A billboard for a drug addiction service stands

A billboard for a drug addiction service stands on the side of the road near Jasper, Ga., Thursday, April 27, 2017. Credit: AP / David Goldman

They call them “junkie hunters” or “body brokers.”

Many, who are recovering addicts themselves, prey on vulnerable, frightened and desperate people in the grip of addiction — and their distraught family members — with promises of posh treatment, free housing, money, and other comforts if they go to a specific treatment or sober living facility that is out-of-state.

They have deals with unregulated facilities — reportedly many are in Florida — and they get a kick-back for referring the addict.

Some cost as much as $100,000 for long-term treatment and few insurance companies come anywhere close to covering that kind of cost.

Some who don’t have counseling or any other addiction treatment credentials also charge the families themselves for the initial “intervention” and treatment help.

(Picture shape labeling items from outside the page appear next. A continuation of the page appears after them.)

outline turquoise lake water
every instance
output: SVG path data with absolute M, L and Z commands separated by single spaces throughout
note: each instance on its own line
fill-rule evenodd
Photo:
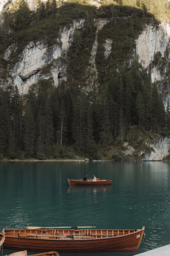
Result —
M 69 187 L 67 178 L 81 179 L 85 173 L 88 178 L 95 174 L 112 180 L 112 184 Z M 152 248 L 170 244 L 168 162 L 1 162 L 0 177 L 1 231 L 28 225 L 99 229 L 145 226 Z M 148 250 L 142 239 L 137 252 L 76 255 L 130 256 Z

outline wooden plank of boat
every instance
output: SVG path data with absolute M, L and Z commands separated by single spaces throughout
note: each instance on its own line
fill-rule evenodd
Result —
M 92 180 L 92 179 L 87 179 L 87 180 Z M 100 180 L 100 178 L 96 178 L 96 180 Z M 83 179 L 79 179 L 78 180 L 83 180 Z
M 112 180 L 97 180 L 96 181 L 87 180 L 83 181 L 79 180 L 69 180 L 68 179 L 70 186 L 98 186 L 99 185 L 111 185 Z
M 141 229 L 6 229 L 4 248 L 66 253 L 136 251 L 144 230 L 144 227 Z M 18 233 L 36 236 L 18 237 Z
M 56 251 L 49 251 L 36 254 L 32 254 L 30 256 L 59 256 Z M 14 253 L 9 254 L 8 256 L 28 256 L 27 251 L 17 251 Z
M 5 239 L 5 233 L 4 232 L 2 232 L 1 233 L 0 233 L 0 251 L 1 250 L 1 247 L 2 247 L 2 245 L 4 243 Z

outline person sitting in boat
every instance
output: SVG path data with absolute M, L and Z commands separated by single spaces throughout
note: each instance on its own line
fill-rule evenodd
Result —
M 84 177 L 83 178 L 83 181 L 86 181 L 87 180 L 87 174 L 84 175 Z
M 96 181 L 96 176 L 94 175 L 94 174 L 93 175 L 93 177 L 94 178 L 92 180 L 91 180 L 91 181 Z

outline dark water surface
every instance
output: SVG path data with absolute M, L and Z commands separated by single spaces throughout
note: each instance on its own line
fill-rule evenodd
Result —
M 81 179 L 85 173 L 88 178 L 95 174 L 112 180 L 112 185 L 69 186 L 67 178 Z M 0 178 L 0 231 L 27 225 L 99 229 L 145 226 L 152 248 L 170 244 L 168 162 L 1 162 Z M 137 252 L 76 255 L 130 256 L 147 250 L 142 239 Z

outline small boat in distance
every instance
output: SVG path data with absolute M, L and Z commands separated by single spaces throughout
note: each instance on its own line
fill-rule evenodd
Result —
M 111 185 L 112 180 L 98 180 L 93 181 L 91 180 L 87 180 L 83 181 L 83 180 L 69 180 L 68 181 L 70 186 L 98 186 L 99 185 Z
M 1 233 L 0 233 L 0 251 L 1 247 L 2 247 L 2 245 L 4 243 L 5 239 L 5 233 L 4 232 L 2 232 Z
M 8 256 L 28 256 L 27 251 L 17 251 L 14 253 L 8 255 Z M 48 252 L 44 252 L 37 254 L 31 254 L 30 256 L 59 256 L 56 251 L 49 251 Z
M 137 251 L 141 229 L 94 229 L 95 227 L 27 227 L 4 229 L 4 248 L 58 252 L 104 252 Z M 34 255 L 35 256 L 35 255 Z

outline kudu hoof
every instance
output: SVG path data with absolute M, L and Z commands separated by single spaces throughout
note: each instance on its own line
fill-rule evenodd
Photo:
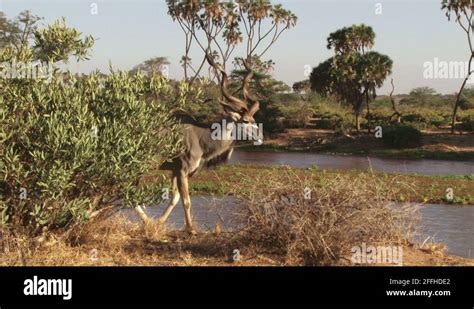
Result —
M 186 232 L 190 235 L 190 236 L 196 236 L 197 235 L 197 232 L 194 228 L 186 228 Z

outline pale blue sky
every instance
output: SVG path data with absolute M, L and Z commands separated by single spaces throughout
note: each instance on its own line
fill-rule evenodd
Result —
M 423 64 L 435 57 L 444 61 L 466 61 L 469 56 L 465 34 L 448 22 L 440 0 L 281 0 L 298 17 L 296 28 L 284 33 L 266 58 L 276 62 L 274 75 L 288 84 L 302 80 L 305 65 L 316 66 L 327 59 L 328 34 L 343 26 L 365 23 L 374 28 L 374 50 L 394 60 L 396 92 L 430 86 L 442 93 L 458 90 L 460 79 L 424 79 Z M 98 15 L 91 14 L 91 4 Z M 382 15 L 376 15 L 376 4 Z M 109 60 L 120 69 L 154 56 L 171 61 L 170 77 L 182 77 L 179 59 L 184 38 L 167 15 L 164 0 L 0 0 L 7 16 L 29 9 L 52 22 L 62 16 L 70 26 L 97 38 L 92 59 L 71 64 L 73 71 L 108 70 Z M 198 52 L 193 58 L 198 59 Z M 389 82 L 380 94 L 389 89 Z

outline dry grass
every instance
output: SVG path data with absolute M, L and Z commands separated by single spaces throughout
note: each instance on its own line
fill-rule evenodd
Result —
M 315 179 L 288 169 L 244 182 L 235 192 L 247 201 L 244 238 L 277 250 L 288 264 L 344 264 L 353 246 L 413 241 L 415 209 L 390 206 L 391 183 L 374 175 Z
M 236 186 L 237 187 L 237 186 Z M 472 265 L 413 243 L 413 208 L 391 207 L 392 184 L 370 174 L 312 177 L 291 169 L 242 175 L 244 228 L 190 237 L 154 222 L 104 214 L 68 231 L 28 238 L 0 231 L 0 265 L 351 265 L 352 246 L 403 246 L 406 265 Z M 305 199 L 310 188 L 311 199 Z M 307 193 L 307 192 L 306 192 Z M 428 248 L 429 247 L 429 248 Z M 241 261 L 232 261 L 235 249 Z M 436 251 L 436 252 L 435 252 Z M 406 256 L 405 256 L 406 255 Z

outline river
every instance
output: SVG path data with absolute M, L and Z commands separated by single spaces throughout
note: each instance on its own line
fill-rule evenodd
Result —
M 397 160 L 362 156 L 325 155 L 298 152 L 241 152 L 236 151 L 230 164 L 288 165 L 322 169 L 368 170 L 419 175 L 471 175 L 474 162 L 446 160 Z

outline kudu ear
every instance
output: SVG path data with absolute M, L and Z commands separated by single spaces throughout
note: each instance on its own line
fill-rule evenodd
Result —
M 250 108 L 248 112 L 249 116 L 253 117 L 258 112 L 259 109 L 260 109 L 260 103 L 257 101 Z

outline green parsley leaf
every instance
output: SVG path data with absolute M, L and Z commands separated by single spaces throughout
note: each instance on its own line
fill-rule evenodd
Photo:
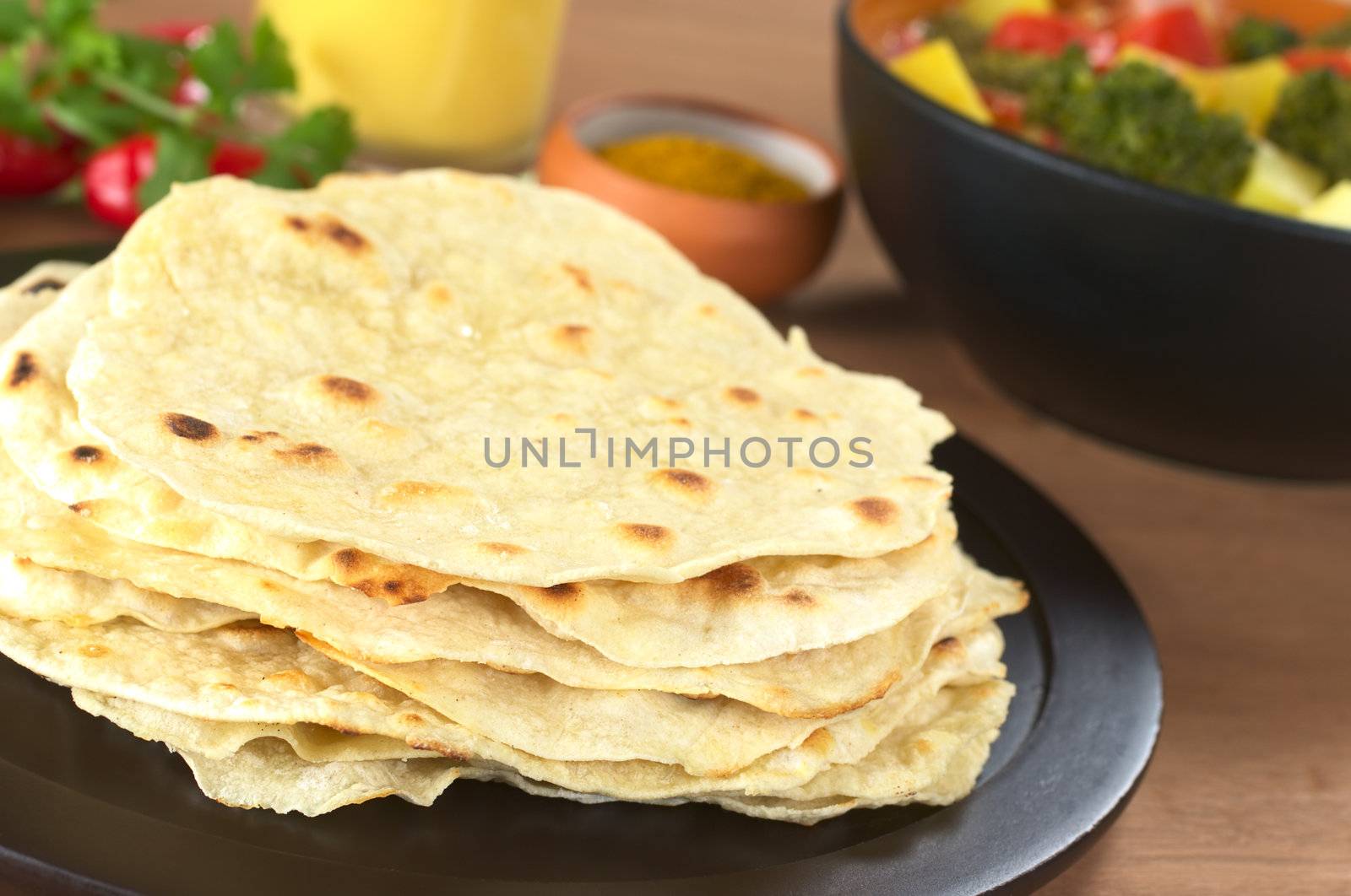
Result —
M 42 31 L 53 43 L 62 42 L 77 30 L 96 28 L 93 13 L 97 0 L 47 0 L 42 4 Z
M 253 61 L 249 89 L 257 92 L 295 90 L 296 72 L 290 67 L 286 45 L 272 26 L 272 19 L 258 19 L 253 32 Z
M 155 134 L 155 170 L 142 181 L 136 201 L 147 209 L 165 196 L 169 188 L 184 181 L 197 181 L 211 173 L 212 143 L 184 131 Z
M 27 0 L 0 0 L 0 43 L 19 43 L 36 30 Z
M 339 170 L 357 148 L 351 116 L 336 105 L 315 109 L 263 142 L 267 161 L 251 179 L 267 186 L 313 186 Z
M 55 135 L 43 121 L 42 111 L 30 93 L 22 47 L 0 53 L 0 130 L 51 143 Z

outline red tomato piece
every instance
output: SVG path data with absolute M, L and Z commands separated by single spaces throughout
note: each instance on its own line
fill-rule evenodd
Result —
M 211 173 L 249 177 L 261 169 L 266 161 L 267 154 L 257 146 L 223 140 L 216 147 L 216 151 L 211 154 Z
M 1012 90 L 982 88 L 981 99 L 985 100 L 985 107 L 994 116 L 996 128 L 1009 134 L 1020 134 L 1023 131 L 1023 125 L 1025 124 L 1024 112 L 1027 111 L 1027 100 L 1023 96 Z
M 80 170 L 80 147 L 70 138 L 38 143 L 0 131 L 0 196 L 38 196 L 54 190 Z
M 1215 35 L 1193 7 L 1169 7 L 1128 19 L 1120 28 L 1120 38 L 1121 43 L 1139 43 L 1193 65 L 1216 66 L 1223 62 Z

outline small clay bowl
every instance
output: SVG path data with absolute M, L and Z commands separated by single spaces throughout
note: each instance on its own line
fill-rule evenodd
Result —
M 594 148 L 643 134 L 693 134 L 744 150 L 807 188 L 798 202 L 701 196 L 626 174 Z M 805 281 L 839 227 L 843 169 L 824 143 L 732 107 L 680 97 L 621 94 L 584 100 L 554 123 L 539 179 L 593 196 L 669 239 L 701 271 L 758 305 Z

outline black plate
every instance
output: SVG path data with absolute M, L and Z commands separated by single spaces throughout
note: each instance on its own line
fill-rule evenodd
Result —
M 46 885 L 157 893 L 1031 889 L 1106 827 L 1144 772 L 1158 657 L 1131 595 L 1065 515 L 962 439 L 938 463 L 957 478 L 967 549 L 1034 594 L 1004 621 L 1019 687 L 1008 725 L 957 806 L 807 829 L 461 781 L 432 808 L 377 800 L 313 820 L 230 810 L 159 745 L 0 660 L 0 864 Z

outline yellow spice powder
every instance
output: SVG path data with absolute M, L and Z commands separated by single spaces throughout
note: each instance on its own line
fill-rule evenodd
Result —
M 647 134 L 597 154 L 634 177 L 690 193 L 755 202 L 808 198 L 801 184 L 750 152 L 690 134 Z

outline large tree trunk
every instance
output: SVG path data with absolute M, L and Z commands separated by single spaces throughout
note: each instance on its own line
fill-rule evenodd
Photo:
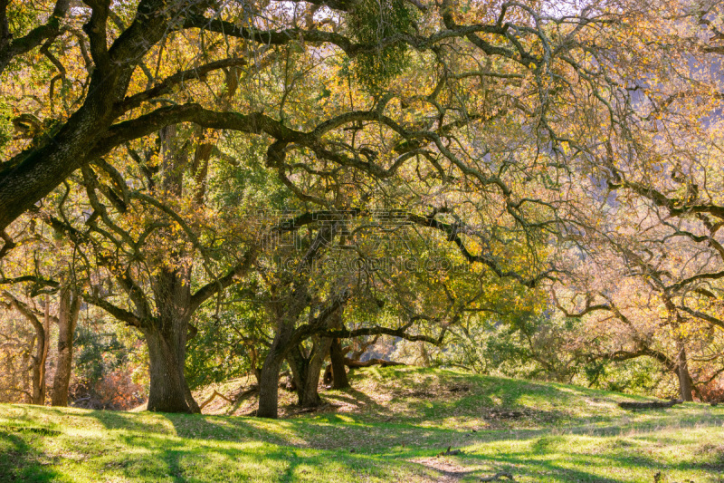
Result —
M 676 377 L 679 379 L 679 394 L 681 401 L 694 401 L 691 375 L 689 373 L 689 361 L 686 355 L 686 346 L 683 343 L 679 344 L 675 372 Z
M 37 347 L 33 358 L 33 398 L 32 404 L 45 404 L 45 363 L 48 360 L 51 333 L 50 304 L 45 300 L 45 317 L 43 325 L 35 327 Z
M 148 391 L 148 411 L 160 412 L 198 412 L 189 406 L 188 386 L 184 377 L 183 362 L 178 360 L 178 348 L 173 336 L 162 333 L 157 327 L 144 331 L 148 346 L 151 385 Z
M 314 337 L 309 357 L 305 357 L 300 346 L 290 353 L 288 360 L 297 387 L 297 401 L 302 408 L 313 408 L 322 402 L 319 391 L 319 375 L 330 343 L 331 340 L 327 337 Z
M 339 343 L 339 339 L 332 341 L 329 347 L 329 360 L 332 366 L 332 389 L 348 388 L 349 380 L 347 378 L 345 354 L 342 352 L 342 344 Z
M 81 310 L 81 297 L 70 286 L 61 290 L 58 311 L 58 366 L 52 382 L 53 406 L 68 405 L 68 386 L 73 364 L 73 334 Z
M 284 357 L 280 357 L 278 351 L 272 347 L 262 365 L 259 376 L 259 409 L 256 415 L 260 418 L 278 417 L 279 409 L 279 372 Z
M 166 266 L 156 279 L 159 316 L 144 330 L 151 376 L 148 411 L 201 411 L 184 374 L 191 304 L 190 270 L 188 266 Z

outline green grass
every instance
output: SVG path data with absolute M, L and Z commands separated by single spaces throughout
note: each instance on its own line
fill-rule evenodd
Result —
M 417 368 L 352 385 L 279 420 L 0 405 L 0 481 L 724 481 L 724 408 Z

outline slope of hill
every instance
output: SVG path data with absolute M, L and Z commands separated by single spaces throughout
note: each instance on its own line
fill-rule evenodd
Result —
M 279 420 L 0 405 L 0 481 L 724 481 L 722 407 L 407 367 L 351 382 Z

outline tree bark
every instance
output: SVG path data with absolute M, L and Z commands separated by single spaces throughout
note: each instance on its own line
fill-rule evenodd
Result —
M 165 266 L 156 279 L 159 315 L 144 330 L 151 376 L 148 411 L 201 411 L 184 374 L 191 312 L 190 270 L 189 266 Z
M 183 362 L 178 360 L 178 350 L 173 337 L 157 328 L 145 331 L 148 346 L 150 390 L 148 411 L 159 412 L 198 412 L 189 406 L 188 386 L 184 377 Z
M 304 356 L 300 346 L 290 353 L 288 360 L 297 386 L 298 404 L 302 408 L 313 408 L 322 402 L 319 391 L 319 375 L 330 344 L 329 338 L 314 337 L 309 357 Z
M 332 389 L 346 389 L 349 387 L 345 367 L 345 354 L 339 339 L 334 339 L 329 348 L 329 359 L 332 366 Z
M 53 406 L 68 405 L 68 387 L 73 363 L 73 334 L 81 310 L 81 297 L 75 291 L 66 286 L 61 289 L 61 302 L 58 311 L 58 366 L 52 382 Z
M 679 394 L 681 400 L 686 401 L 694 401 L 691 375 L 689 373 L 689 361 L 686 355 L 686 346 L 683 343 L 679 344 L 675 372 L 676 377 L 679 379 Z
M 50 349 L 51 314 L 50 304 L 45 300 L 45 316 L 43 325 L 36 329 L 38 346 L 33 361 L 33 398 L 32 404 L 45 404 L 45 363 Z
M 279 335 L 279 334 L 277 334 Z M 274 343 L 276 343 L 276 337 Z M 259 376 L 259 409 L 256 415 L 259 418 L 278 417 L 279 409 L 279 372 L 281 369 L 281 362 L 284 356 L 280 351 L 280 347 L 274 346 L 269 351 L 262 365 L 262 373 Z

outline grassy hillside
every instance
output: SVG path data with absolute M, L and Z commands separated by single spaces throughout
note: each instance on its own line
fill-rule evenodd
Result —
M 0 481 L 724 481 L 724 407 L 414 368 L 352 385 L 279 420 L 0 405 Z

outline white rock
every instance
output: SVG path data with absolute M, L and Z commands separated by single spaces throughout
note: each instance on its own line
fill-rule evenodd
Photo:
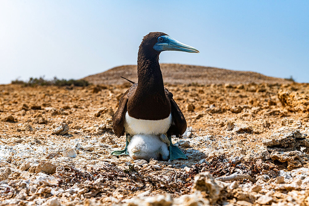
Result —
M 70 158 L 75 158 L 76 157 L 76 154 L 75 153 L 75 151 L 72 149 L 70 149 L 64 152 L 61 153 L 64 157 Z
M 184 139 L 185 139 L 186 138 L 188 138 L 191 137 L 191 135 L 192 135 L 192 127 L 187 127 L 187 129 L 186 130 L 186 131 L 182 135 L 182 137 Z

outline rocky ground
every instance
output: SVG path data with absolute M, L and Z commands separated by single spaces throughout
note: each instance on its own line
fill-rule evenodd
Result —
M 0 85 L 0 205 L 309 205 L 309 85 L 166 86 L 188 157 L 110 155 L 129 84 Z

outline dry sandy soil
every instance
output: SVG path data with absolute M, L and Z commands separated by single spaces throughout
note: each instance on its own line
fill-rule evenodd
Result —
M 287 83 L 283 79 L 268 77 L 253 72 L 229 70 L 214 67 L 177 64 L 160 64 L 165 83 L 200 84 L 227 83 L 234 84 L 254 82 L 269 84 Z M 95 84 L 120 84 L 126 82 L 124 77 L 137 82 L 136 65 L 125 65 L 113 68 L 84 79 Z
M 0 85 L 0 205 L 309 205 L 309 85 L 227 73 L 166 86 L 189 127 L 167 162 L 110 155 L 128 82 Z

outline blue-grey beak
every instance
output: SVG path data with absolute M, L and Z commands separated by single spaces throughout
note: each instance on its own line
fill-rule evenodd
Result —
M 183 44 L 168 35 L 161 36 L 153 46 L 154 49 L 158 52 L 163 51 L 179 51 L 191 53 L 200 53 L 194 47 Z

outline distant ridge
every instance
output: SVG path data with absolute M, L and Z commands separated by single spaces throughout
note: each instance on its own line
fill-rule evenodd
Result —
M 164 83 L 235 84 L 291 82 L 284 79 L 268 77 L 253 72 L 177 64 L 160 64 L 160 65 Z M 95 84 L 121 84 L 128 82 L 120 78 L 121 76 L 137 82 L 137 69 L 136 65 L 121 66 L 83 79 Z

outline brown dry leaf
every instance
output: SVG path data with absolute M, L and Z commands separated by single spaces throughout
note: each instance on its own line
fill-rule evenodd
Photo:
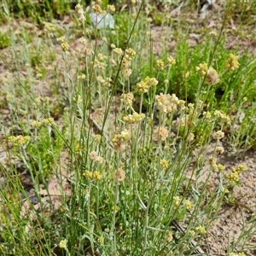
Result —
M 54 176 L 49 181 L 47 189 L 41 189 L 40 195 L 46 195 L 44 199 L 52 203 L 55 210 L 58 210 L 64 201 L 69 200 L 71 189 L 64 175 L 61 179 Z

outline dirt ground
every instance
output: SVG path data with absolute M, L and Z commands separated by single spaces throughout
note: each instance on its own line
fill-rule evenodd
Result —
M 188 43 L 190 47 L 201 44 L 203 42 L 202 35 L 198 32 L 198 28 L 205 27 L 209 32 L 215 31 L 217 33 L 220 31 L 222 26 L 222 20 L 220 13 L 220 4 L 216 4 L 214 8 L 209 11 L 206 19 L 201 20 L 198 18 L 198 15 L 191 14 L 189 15 L 183 15 L 182 19 L 187 21 L 187 24 L 193 24 L 190 26 Z M 179 15 L 183 15 L 180 14 Z M 180 19 L 177 15 L 174 15 L 173 19 Z M 191 22 L 191 20 L 193 22 Z M 19 26 L 19 24 L 16 24 Z M 188 25 L 189 26 L 189 25 Z M 256 34 L 255 26 L 248 26 L 244 31 L 244 34 L 238 33 L 239 24 L 236 24 L 236 20 L 230 19 L 227 23 L 227 26 L 224 29 L 226 35 L 225 47 L 230 49 L 236 49 L 237 46 L 240 48 L 241 52 L 248 50 L 252 55 L 256 55 L 256 42 L 252 39 L 252 35 Z M 153 49 L 154 53 L 160 55 L 162 49 L 166 46 L 170 52 L 173 52 L 177 44 L 177 39 L 174 34 L 172 32 L 169 27 L 165 26 L 152 26 L 152 37 L 153 37 Z M 240 34 L 240 36 L 239 36 Z M 247 35 L 246 35 L 247 34 Z M 10 49 L 2 49 L 1 55 L 6 55 L 10 51 Z M 59 56 L 57 59 L 61 59 L 61 51 L 58 53 Z M 6 67 L 3 63 L 0 62 L 0 81 L 3 78 L 5 78 L 9 73 Z M 1 84 L 0 88 L 3 85 Z M 37 90 L 40 91 L 40 94 L 48 96 L 49 91 L 47 84 L 42 84 L 42 82 L 37 82 L 35 84 Z M 1 109 L 3 118 L 5 119 L 6 124 L 9 124 L 9 111 L 7 108 Z M 4 136 L 4 135 L 1 135 Z M 3 148 L 0 148 L 0 163 L 3 163 L 5 159 L 5 153 Z M 209 148 L 209 152 L 211 148 Z M 206 252 L 207 255 L 216 255 L 216 256 L 225 256 L 227 252 L 227 246 L 230 242 L 230 246 L 233 241 L 240 239 L 240 234 L 244 228 L 253 229 L 255 236 L 247 237 L 247 241 L 244 244 L 244 250 L 246 251 L 247 256 L 256 255 L 255 244 L 256 244 L 256 224 L 252 223 L 251 226 L 244 224 L 247 223 L 256 212 L 256 196 L 255 196 L 255 187 L 256 187 L 256 152 L 250 151 L 245 154 L 225 153 L 220 162 L 226 166 L 226 168 L 231 168 L 235 165 L 241 163 L 244 164 L 248 167 L 248 171 L 243 172 L 241 177 L 241 185 L 237 186 L 235 189 L 236 197 L 239 201 L 239 204 L 230 207 L 223 206 L 220 212 L 219 217 L 214 220 L 213 225 L 210 229 L 207 234 L 207 239 L 205 241 L 205 246 L 202 249 Z M 202 172 L 202 179 L 205 172 L 207 170 Z M 26 177 L 24 173 L 23 178 Z M 29 177 L 28 177 L 29 178 Z M 0 180 L 0 184 L 2 180 Z M 28 185 L 31 181 L 27 181 Z M 212 176 L 212 184 L 218 183 L 217 177 Z M 242 244 L 242 240 L 241 241 Z M 254 247 L 254 249 L 250 247 Z M 239 249 L 237 247 L 236 249 Z

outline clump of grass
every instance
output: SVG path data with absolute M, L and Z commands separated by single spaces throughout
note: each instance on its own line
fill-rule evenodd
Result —
M 3 81 L 9 111 L 15 113 L 10 126 L 19 125 L 15 132 L 4 130 L 3 253 L 191 255 L 223 202 L 233 201 L 246 167 L 225 170 L 220 156 L 228 148 L 222 142 L 253 147 L 254 126 L 248 133 L 243 125 L 255 113 L 246 107 L 253 106 L 248 91 L 254 63 L 217 47 L 214 35 L 204 48 L 190 50 L 180 43 L 176 55 L 153 57 L 150 37 L 140 32 L 146 20 L 143 4 L 133 8 L 134 22 L 118 43 L 119 29 L 108 38 L 108 28 L 85 26 L 80 4 L 76 11 L 83 38 L 43 36 L 49 49 L 62 54 L 58 67 L 63 70 L 54 75 L 61 74 L 59 83 L 49 88 L 57 99 L 38 95 L 32 83 L 52 79 L 37 73 L 56 55 L 46 61 L 42 53 L 38 63 L 28 54 L 26 62 L 33 65 L 22 70 L 27 78 L 13 72 L 15 80 Z M 104 14 L 98 4 L 92 10 Z M 106 11 L 113 8 L 108 5 Z M 220 96 L 218 88 L 225 88 Z M 241 119 L 236 118 L 240 112 Z M 247 140 L 238 143 L 244 133 Z M 10 165 L 14 158 L 15 166 Z M 30 174 L 30 191 L 17 163 Z M 209 189 L 212 176 L 219 182 Z

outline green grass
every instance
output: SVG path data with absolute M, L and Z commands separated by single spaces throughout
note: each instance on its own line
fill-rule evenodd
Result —
M 30 2 L 4 2 L 2 20 L 12 28 L 12 9 L 38 21 L 69 14 L 43 3 L 27 13 Z M 70 15 L 69 26 L 42 18 L 0 41 L 1 255 L 195 255 L 191 241 L 207 250 L 247 169 L 224 170 L 219 154 L 256 147 L 254 56 L 225 49 L 224 23 L 194 48 L 177 27 L 175 50 L 158 56 L 139 4 L 114 15 L 114 32 Z M 247 253 L 254 221 L 228 255 Z

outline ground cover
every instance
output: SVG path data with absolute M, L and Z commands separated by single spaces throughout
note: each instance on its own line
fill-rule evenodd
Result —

A few have even opened their own facilities down South to cash in on the recovery craze.

I have another name for them: “Addiction vultures.”

They swoop in on unsuspecting addicts seeking help, and their families, to make big bucks.

Well, the good news is that governor’s office has launched a campaign to raise awareness and exposed these greedy creeps.

Gov. Andrew Cuomo announced a public campaign to crack down on “patient brokering” and warned New Yorkers about the fraudulent practice, urging folks to report them.

“Vulnerable New Yorkers struggling with addiction are being targeted and falsely promised life-saving treatment services and then are given inadequate and ineffective treatment at outrageous costs,” Cuomo said.

The aim is to protect people from being sent out-of-state for overpriced, unregulated treatment.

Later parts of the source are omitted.